Tutto però cambia con Infinite granite, destinato a invertire la polarità della fama del quintetto: è molto probabile infatti che sarà il primo disco dei Deafheaven amato da chi odia i Deafheaven, mentre chi li segue sin dai tempi del big bang Sunbather potrebbe non gradire la svolta dream pop che era stata anticipata dal clamoroso singolo Great mass of color, che qualche mese fa ha mandato fuori di testa l’internet.

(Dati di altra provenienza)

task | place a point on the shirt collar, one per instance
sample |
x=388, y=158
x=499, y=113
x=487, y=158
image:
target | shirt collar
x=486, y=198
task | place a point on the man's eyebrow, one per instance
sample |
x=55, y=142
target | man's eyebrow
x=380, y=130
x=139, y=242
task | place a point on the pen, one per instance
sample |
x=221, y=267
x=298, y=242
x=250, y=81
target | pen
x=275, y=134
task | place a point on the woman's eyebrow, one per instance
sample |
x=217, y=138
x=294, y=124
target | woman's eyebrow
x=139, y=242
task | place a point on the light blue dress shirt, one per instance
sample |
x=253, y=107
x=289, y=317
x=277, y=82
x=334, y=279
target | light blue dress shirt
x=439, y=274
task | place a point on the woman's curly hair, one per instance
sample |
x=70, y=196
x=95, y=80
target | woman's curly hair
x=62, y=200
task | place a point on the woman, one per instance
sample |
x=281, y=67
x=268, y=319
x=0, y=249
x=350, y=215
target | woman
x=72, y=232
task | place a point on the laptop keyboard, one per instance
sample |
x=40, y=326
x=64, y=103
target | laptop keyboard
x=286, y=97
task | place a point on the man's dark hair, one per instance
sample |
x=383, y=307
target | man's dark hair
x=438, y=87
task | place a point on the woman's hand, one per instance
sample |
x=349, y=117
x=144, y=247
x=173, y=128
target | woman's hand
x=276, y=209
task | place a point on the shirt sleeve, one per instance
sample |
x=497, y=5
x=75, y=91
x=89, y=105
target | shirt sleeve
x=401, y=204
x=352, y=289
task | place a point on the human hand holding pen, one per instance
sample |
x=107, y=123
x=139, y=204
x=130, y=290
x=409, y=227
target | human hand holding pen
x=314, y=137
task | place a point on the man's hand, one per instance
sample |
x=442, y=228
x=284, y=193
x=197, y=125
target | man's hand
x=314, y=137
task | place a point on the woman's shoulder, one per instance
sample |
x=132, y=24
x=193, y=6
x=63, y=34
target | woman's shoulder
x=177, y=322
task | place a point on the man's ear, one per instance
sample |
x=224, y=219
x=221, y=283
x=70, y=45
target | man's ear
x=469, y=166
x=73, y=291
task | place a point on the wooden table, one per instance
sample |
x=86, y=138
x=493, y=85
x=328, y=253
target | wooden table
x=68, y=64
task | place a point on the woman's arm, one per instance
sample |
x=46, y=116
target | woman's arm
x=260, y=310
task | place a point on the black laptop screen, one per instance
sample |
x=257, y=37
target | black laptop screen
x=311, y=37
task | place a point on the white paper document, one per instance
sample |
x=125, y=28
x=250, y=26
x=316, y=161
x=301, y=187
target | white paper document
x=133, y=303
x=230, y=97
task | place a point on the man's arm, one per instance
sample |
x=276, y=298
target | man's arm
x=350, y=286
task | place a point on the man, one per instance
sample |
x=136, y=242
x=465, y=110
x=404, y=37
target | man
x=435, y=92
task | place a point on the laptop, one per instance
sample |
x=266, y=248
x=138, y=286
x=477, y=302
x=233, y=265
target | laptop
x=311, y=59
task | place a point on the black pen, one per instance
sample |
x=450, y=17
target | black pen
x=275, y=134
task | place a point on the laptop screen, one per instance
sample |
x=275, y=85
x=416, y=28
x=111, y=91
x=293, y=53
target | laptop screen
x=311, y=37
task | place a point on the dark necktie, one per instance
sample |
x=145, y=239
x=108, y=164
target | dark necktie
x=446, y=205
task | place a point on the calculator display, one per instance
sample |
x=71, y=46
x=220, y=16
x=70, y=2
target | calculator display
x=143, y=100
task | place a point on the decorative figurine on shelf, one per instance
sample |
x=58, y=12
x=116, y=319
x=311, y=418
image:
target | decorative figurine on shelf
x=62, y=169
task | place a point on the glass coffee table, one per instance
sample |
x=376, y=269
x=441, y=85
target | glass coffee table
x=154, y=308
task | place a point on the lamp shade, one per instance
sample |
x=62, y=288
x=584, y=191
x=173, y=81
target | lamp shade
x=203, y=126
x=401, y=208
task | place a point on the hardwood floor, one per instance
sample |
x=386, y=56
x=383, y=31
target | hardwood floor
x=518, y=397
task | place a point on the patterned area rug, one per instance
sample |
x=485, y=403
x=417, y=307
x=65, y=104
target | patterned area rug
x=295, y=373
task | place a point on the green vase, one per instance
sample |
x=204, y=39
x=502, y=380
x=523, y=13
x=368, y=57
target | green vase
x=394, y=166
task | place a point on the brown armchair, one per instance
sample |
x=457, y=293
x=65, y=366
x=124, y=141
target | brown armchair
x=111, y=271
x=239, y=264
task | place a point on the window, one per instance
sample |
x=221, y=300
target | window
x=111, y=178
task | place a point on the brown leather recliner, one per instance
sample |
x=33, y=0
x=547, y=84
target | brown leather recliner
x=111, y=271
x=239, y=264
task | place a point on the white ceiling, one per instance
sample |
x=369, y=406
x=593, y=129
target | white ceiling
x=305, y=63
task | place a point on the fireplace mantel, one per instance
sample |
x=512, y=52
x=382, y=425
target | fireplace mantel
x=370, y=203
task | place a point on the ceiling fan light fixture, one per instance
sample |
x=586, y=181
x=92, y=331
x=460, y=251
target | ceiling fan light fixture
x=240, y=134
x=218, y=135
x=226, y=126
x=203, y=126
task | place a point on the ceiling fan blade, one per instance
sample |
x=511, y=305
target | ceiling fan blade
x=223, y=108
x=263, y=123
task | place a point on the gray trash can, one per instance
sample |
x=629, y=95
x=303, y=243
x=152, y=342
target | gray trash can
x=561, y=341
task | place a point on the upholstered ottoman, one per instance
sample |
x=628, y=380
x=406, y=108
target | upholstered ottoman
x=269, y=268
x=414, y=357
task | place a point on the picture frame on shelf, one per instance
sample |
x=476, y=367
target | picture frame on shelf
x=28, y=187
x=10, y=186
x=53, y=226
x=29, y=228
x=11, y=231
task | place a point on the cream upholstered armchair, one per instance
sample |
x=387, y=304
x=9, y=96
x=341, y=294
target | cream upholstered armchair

Infinite granite è l’abbandono quasi totale della simbologia sonica del gruppo: gli Slowdive (ascolta l’intro in delay della bellissima Shellstar) e i Nothing (i riff in progressione di In blur) sono praticamente parenti stretti di questi Deafheaven. La voce di Clarke si schiarisce e si allunga nei riverberi e pare di sentire a tratti un Maynard James Keenan più sciolto e meno cerebrale, pronto a prendere in mano quelle emozioni negate da anni di rabbia tradotta in urla indemoniate. Ascoltando le nuove tracce, sembra che la band non abbia mai fatto altro in carriera ed è questo l’aspetto più interessante dell’album, che è coerente, fluido, ben pensato. L’unico vero dubbio è se deve essere considerato come un disco da mettere fra parentesi, in attesa di un prossimo lavoro che possa riportare la band alle mitragliate del passato (la chiusura feroce di Mombasa è un indizio). Nel frattempo, vuoi vedere che i Deafheaven sdoganano lo shoegaze?